Here let me bespeak for my successor the most kind and reasonable
allowance as to pastoral labors. Do not expect too much from him. Very
few ministers have the peculiar passion for pastoral service that I have
had; and if Christ's ambassador who shall occupy this pulpit proclaims
faithfully the whole Gospel of God and brings a sympathetic heart to
your houses, do not criticize him unjustly because he may not attempt to
make twenty-five thousand pastoral visits in thirty years. House to
house visitation has only been one hemisphere of the pastor's work. I
have accordingly endeavored to guard the door of yonder study so that I
might give undivided energy to preparation for this pulpit.

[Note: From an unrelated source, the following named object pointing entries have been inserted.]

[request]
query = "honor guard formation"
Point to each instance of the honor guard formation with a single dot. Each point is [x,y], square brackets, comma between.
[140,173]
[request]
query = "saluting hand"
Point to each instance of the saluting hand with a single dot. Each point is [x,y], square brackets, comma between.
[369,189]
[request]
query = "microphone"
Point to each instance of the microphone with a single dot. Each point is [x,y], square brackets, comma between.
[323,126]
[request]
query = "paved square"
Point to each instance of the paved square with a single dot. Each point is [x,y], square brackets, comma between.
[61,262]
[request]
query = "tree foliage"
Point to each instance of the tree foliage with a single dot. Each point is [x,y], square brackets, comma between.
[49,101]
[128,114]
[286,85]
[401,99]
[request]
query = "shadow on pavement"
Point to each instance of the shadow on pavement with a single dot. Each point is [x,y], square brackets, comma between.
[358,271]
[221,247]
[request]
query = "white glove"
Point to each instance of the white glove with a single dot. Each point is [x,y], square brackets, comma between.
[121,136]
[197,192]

You know, my dear people, how I have preached and what I have preached.
In spite of many interruptions, I have honestly handled each topic as
best I could. The minister that foolishly runs races with himself is
doomed to an early suicide. All that I claim for my sermons is that they
have been true to God's Book and the cross of Jesus Christ--have been
simple enough for a child to understand, and have been preached in full
view of the judgment seat. I have aimed to keep this pulpit abreast of
all great moral reforms and human progress, and the majestic marchings
of the kingdom of King Jesus. The preparation of my sermons has been an
unspeakable delight. The manna fell fresh every morning, and it had to
me the sweetness of angels' food. Ah, there are many sharp pangs before
me. None will be sharper than the hour that bids farewell to yonder
blessed and beloved study. For twenty-eight years it has been my daily
home--one of the dearest spots this side of Heaven. From its walls have
looked down upon me the inspiring faces of Chalmers, Charles Wesley,
Spurgeon, Lincoln and Gladstone; Adams, Storrs, Guthrie, Newman Hall,
and my beloved teachers, Charles Hodge and the Alexanders of Princeton.
Thither your infant children have been brought on Sabbath mornings,
awaiting their baptism. Thither your older children have come by
hundreds to converse with me about the welfare of their souls. Thither
have come all the candidates for admission to the fellowship of this
church, and have made there their confession of faith and their
allegiance to Christ. Oh, what blessed interviews with inquirers have
been held there! What sweet and happy fellowship with my successive
bands of helpers, some of whom have joined the general assembly of the
redeemed in glory. That hallowed study has been to me sometimes a Bochim
of tears, and sometimes a Hermon, when the vision was of no man save
Jesus only. And the work there has been a wider one for a far wider
multitude than these walls contain this morning. I have written there
nearly all the hundreds of articles which have gone out through the
religious press, over this country, over Great Britain, over Europe,
over Australia, Canada, India, and New Zealand. During my ministry I
have published about 3,200 of these articles. Many of them have been
gathered into books, many of them translated into Swedish, Spanish,
Dutch, and other foreign tongues. They have made the scratch of a very
humble pen audible to Christendom. The consecrated pen may be more
powerful than the consecrated tongue. I devoutly thank God for having
condescended to use my humble pen to the spread of his Gospel; and I
purpose with His help to spend much of the brief remainder of my life in
preaching His glorious Gospel through the press.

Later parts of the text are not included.